D'un
autre côté la pression économique organisée à
l'échelle mondiale s'accroit sans discontinuer. Les crises à répétition
(tous
les deux ans en moyenne) maintiennent les finances publiques dans le déficit
et la population dans la précarité, notamment par le jeu de crédits
aux remboursements interminables. Pendant ce temps, le nombre de millionnaires
et de milliardaires explose, les plafonds des grosses fortunes sont sans cesse
repoussés plus haut. Le chômage est volontairement maintenu dans
une fourchette allant de 4 à 10%, ce qui assure un rapport de force favorable
sur le marché du travail. Pris entre cette enclume et le marteau répressif
les citoyens ont de plus en plus de difficultés à manifester leur
désaccord avec l'Etat.
D'un
côté cette politique muselle une majeure partie de la population,
d'un autre elle pousse les dissidents à la radicalisation. Dans un premier
temps cela permet de stigmatiser ceux qui agissent et d'en faire des exemples.

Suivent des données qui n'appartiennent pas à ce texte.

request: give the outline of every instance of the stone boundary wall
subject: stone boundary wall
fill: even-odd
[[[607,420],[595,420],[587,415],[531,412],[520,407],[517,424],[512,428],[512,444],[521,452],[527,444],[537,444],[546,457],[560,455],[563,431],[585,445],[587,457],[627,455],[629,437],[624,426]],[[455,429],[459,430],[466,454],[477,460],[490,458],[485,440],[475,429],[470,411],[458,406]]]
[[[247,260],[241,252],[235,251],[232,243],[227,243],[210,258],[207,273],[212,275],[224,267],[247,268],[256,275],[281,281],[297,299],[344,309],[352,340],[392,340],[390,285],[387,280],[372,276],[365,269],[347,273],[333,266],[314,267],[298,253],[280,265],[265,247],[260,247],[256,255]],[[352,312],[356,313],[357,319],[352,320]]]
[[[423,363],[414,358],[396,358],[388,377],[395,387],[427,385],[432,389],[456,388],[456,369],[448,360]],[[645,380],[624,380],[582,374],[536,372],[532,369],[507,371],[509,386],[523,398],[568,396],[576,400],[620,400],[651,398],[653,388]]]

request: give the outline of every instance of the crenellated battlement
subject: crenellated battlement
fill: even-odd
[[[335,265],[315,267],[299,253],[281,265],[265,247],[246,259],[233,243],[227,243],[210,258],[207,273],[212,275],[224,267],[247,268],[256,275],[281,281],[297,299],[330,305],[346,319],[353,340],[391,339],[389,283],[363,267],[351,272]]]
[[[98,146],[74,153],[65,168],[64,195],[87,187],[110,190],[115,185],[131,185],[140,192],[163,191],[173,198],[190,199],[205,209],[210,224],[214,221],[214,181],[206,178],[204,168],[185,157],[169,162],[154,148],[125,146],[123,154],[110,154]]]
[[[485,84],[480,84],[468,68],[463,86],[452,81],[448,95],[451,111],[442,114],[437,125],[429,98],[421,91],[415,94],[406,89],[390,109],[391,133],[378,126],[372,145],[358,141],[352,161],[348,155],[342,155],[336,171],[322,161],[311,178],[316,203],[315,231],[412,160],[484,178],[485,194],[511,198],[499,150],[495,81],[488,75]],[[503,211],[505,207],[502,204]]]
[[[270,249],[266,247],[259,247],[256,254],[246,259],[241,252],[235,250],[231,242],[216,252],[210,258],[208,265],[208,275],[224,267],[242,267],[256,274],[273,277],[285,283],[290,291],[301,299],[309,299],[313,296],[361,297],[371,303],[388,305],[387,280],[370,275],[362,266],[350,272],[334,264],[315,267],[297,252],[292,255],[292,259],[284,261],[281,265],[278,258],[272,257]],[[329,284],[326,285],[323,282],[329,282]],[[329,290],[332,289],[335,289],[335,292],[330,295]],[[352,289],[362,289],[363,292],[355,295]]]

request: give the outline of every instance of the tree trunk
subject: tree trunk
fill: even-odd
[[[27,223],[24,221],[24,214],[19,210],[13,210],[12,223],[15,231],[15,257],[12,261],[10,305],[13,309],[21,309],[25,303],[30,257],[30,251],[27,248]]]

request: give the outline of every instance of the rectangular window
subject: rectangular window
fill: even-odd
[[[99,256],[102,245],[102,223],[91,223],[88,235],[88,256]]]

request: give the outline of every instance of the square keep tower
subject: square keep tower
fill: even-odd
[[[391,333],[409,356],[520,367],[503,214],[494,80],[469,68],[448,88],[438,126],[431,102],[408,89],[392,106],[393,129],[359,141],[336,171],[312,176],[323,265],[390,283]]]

Mais rien ne garantit qu'un sursaut citoyen ne finisse par déborder le
gouvernement. C'est assurément sur la solidarité qu'il faut compter
pour cela. La solidarité s'exprime naturellement là où la
peur disparaît.
Le
pouvoir qui sait, consciemment ou non, qu'il a tout à craindre de la fraternité
entre citoyens ne cesse de diviser la population en dressant avec l'aide souvent
inconsciente des médias des catégories de personnes contre d'autres
catégories de personnes. Salariés contre entrepreneurs, public contre
privé, chômeurs contre travailleurs, pauvres contre riches, jeunes
contre adultes ou vieux, habitants du centre-ville contre habitants des banlieues
etc.
La technique est utile et s'affiche
bien souvent à la une du Point ou de l'Express.
Parmi
les nouvelles armes de cette lutte centenaire entre le pouvoir et le peuple, la
plus puissante est certainement la télévision. Lentement cet outil
dissout le lien social. Avant l'irruption de cette petite boite dans chaque foyer,
puis dans chaque pièce, il fallait que les individus se rencontrent et
communiquent pour se divertir. Hormis la lecture, dont les vertus surpassent les
vices, chaque animal humain était poussé vers l'autre, et cela créait
du lien, de gré ou de force, pour le meilleur et pour le pire. La télévision
a imperceptiblement changé la nature de ce mariage en rendant facultatif
ce qui était incontournable.
Les
hommes politiques n'hésiteront pas, dans leurs discours, à vanter
les mérites du courage, à reconnaitre la nécessité
du dépassement de soi, et à glorifier l'action sur la passivité.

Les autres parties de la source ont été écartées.